In other pockets of Montana like Gallatin County, tourism is to local communities what agriculture is to much of rural Montana: economic livelihood.
While C2H2 does not specifically address the mental health concerns for a shrinking snowpack, one of the authors, Robert Byron, said during the press event that it will have a two-fold impact.
“Certainly the mental health applications of both earlier snow melt with spring flooding [and] longer drought—and both of those will go along with lesser snowpack—are huge,” Byron said.
First, C2H2 shares that especially for those with preexisting mental illness, big weather events—like a spring flood—could impact mental health, increasing conditions from post-traumatic stress disorder to depression and anxiety to substance abuse.
Second, Byron said that a longer-term mental health impact of snowpack changes could occur following the implications for a town like Big Sky, which depends on a robust snowpack to stay afloat.

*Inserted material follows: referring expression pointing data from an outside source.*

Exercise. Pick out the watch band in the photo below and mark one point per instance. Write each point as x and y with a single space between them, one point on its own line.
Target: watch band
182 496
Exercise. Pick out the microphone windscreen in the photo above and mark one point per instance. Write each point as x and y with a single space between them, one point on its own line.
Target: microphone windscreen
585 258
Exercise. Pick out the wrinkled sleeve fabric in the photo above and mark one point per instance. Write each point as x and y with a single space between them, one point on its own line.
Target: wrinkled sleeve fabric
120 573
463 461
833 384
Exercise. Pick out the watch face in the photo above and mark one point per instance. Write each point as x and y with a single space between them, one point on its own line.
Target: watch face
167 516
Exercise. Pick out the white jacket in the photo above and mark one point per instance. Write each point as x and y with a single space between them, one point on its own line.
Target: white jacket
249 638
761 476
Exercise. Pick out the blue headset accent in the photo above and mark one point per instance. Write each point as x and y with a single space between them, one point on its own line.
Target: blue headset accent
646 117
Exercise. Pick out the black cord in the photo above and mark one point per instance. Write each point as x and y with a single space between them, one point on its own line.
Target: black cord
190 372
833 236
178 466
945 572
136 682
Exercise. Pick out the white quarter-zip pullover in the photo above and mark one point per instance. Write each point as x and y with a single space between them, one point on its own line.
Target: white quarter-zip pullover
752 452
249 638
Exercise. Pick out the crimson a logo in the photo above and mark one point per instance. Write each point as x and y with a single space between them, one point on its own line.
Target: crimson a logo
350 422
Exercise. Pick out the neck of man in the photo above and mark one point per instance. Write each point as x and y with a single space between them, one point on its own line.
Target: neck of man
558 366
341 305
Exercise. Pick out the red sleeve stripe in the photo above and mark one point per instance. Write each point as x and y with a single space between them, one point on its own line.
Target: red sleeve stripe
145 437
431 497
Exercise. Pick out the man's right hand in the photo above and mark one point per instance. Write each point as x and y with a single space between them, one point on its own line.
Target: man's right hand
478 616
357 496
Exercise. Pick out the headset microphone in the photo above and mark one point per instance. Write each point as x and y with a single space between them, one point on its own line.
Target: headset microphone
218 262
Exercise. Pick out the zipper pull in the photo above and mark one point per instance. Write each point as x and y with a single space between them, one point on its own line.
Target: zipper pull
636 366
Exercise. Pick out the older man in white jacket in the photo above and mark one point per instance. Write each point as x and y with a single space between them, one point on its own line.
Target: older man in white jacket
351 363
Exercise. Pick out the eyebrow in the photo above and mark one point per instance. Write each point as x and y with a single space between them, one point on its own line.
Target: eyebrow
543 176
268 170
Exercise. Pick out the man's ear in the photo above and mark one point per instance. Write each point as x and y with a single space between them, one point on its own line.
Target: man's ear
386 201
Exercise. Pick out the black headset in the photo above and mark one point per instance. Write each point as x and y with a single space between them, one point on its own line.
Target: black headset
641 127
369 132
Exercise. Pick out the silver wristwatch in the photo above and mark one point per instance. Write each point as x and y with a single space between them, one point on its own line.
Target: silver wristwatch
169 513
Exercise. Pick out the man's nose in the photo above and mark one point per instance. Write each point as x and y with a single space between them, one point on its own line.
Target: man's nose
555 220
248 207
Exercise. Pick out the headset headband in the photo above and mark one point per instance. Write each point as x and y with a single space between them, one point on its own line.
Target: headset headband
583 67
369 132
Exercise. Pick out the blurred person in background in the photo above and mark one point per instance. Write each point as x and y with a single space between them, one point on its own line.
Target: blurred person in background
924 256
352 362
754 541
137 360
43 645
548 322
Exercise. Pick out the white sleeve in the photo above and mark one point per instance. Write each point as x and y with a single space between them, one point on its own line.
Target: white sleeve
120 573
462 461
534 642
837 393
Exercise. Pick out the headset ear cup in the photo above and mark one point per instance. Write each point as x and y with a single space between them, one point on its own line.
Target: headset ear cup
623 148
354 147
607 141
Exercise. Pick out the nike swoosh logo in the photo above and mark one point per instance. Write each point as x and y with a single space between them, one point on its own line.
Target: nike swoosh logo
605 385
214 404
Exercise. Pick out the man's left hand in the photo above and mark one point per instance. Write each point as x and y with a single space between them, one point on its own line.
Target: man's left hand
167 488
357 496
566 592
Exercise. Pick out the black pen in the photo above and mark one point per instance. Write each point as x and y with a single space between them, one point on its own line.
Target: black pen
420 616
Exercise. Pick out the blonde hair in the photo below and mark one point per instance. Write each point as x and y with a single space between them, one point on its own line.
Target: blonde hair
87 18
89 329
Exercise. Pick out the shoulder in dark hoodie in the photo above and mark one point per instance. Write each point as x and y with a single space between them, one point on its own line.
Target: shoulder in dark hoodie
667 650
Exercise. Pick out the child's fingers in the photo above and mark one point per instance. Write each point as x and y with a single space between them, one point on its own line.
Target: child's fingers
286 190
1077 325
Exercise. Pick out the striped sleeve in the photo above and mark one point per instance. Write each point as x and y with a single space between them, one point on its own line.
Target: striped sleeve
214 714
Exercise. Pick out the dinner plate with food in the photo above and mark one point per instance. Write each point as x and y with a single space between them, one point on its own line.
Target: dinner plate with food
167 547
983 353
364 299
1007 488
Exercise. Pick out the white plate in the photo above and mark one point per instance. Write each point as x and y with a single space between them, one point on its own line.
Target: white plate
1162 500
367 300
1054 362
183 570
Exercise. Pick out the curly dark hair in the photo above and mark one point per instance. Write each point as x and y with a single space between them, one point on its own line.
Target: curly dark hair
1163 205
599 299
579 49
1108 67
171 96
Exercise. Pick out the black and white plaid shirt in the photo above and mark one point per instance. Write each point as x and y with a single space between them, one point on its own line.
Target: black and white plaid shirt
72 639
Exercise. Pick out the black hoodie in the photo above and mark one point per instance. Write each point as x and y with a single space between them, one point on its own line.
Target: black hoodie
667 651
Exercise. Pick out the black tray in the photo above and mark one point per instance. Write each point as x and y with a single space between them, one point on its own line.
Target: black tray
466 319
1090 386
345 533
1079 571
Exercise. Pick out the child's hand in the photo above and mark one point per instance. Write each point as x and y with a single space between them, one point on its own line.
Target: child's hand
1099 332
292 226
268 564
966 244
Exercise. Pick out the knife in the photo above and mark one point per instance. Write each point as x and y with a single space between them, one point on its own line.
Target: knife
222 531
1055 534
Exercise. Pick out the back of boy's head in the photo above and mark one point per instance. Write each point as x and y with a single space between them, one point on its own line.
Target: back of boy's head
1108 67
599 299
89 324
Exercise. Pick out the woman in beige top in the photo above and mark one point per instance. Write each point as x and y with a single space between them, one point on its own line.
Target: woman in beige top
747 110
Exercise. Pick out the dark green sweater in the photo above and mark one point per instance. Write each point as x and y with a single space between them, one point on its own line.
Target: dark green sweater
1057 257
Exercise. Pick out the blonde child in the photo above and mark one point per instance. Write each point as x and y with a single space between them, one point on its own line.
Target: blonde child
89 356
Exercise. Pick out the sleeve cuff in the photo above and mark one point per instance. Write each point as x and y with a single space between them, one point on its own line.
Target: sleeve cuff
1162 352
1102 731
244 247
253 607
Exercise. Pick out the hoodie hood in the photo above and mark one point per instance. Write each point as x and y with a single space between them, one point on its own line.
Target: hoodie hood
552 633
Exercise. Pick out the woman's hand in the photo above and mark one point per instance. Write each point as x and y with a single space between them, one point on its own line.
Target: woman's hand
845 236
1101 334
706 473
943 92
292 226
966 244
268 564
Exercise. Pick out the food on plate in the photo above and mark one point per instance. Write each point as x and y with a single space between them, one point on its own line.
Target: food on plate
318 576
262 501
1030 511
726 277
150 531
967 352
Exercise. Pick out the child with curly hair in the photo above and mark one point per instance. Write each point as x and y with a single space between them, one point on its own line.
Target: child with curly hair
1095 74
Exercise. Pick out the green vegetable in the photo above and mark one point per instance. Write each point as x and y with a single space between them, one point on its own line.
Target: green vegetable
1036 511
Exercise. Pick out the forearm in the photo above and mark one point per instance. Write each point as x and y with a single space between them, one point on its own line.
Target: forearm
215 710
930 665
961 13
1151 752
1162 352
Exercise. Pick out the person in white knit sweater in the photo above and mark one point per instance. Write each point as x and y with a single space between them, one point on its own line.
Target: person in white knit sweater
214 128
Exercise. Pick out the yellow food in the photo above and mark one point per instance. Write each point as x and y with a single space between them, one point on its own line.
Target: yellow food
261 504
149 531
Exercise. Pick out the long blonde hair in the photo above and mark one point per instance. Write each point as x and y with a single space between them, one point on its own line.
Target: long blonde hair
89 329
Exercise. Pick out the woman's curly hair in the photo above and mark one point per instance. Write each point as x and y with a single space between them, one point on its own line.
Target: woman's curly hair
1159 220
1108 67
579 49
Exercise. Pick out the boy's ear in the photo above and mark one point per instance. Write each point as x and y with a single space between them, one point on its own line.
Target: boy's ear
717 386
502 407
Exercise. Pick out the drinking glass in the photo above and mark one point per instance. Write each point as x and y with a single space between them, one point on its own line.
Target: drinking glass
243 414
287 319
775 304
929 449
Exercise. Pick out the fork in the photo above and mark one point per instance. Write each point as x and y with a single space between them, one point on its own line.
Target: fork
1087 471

The report is not all doom and gloom, though. In fact, a few chapters at the end are filled with solutions-based content. C2H2 recommends the creation of a statewide public health network that addresses the health and economic impacts of climate change, boosting expertise in adapting to climate change and other general suggestions to help counter the threats outlined in the report.
Mari Eggers, another C2H2 author, said this report will fill ideally fill a gap of local climate and health data. “Both the health and the climate data down to a more local level are going to be essential to be able to plan and prepare for these coming events, and to protect both public health and our economy at the same time,” she said.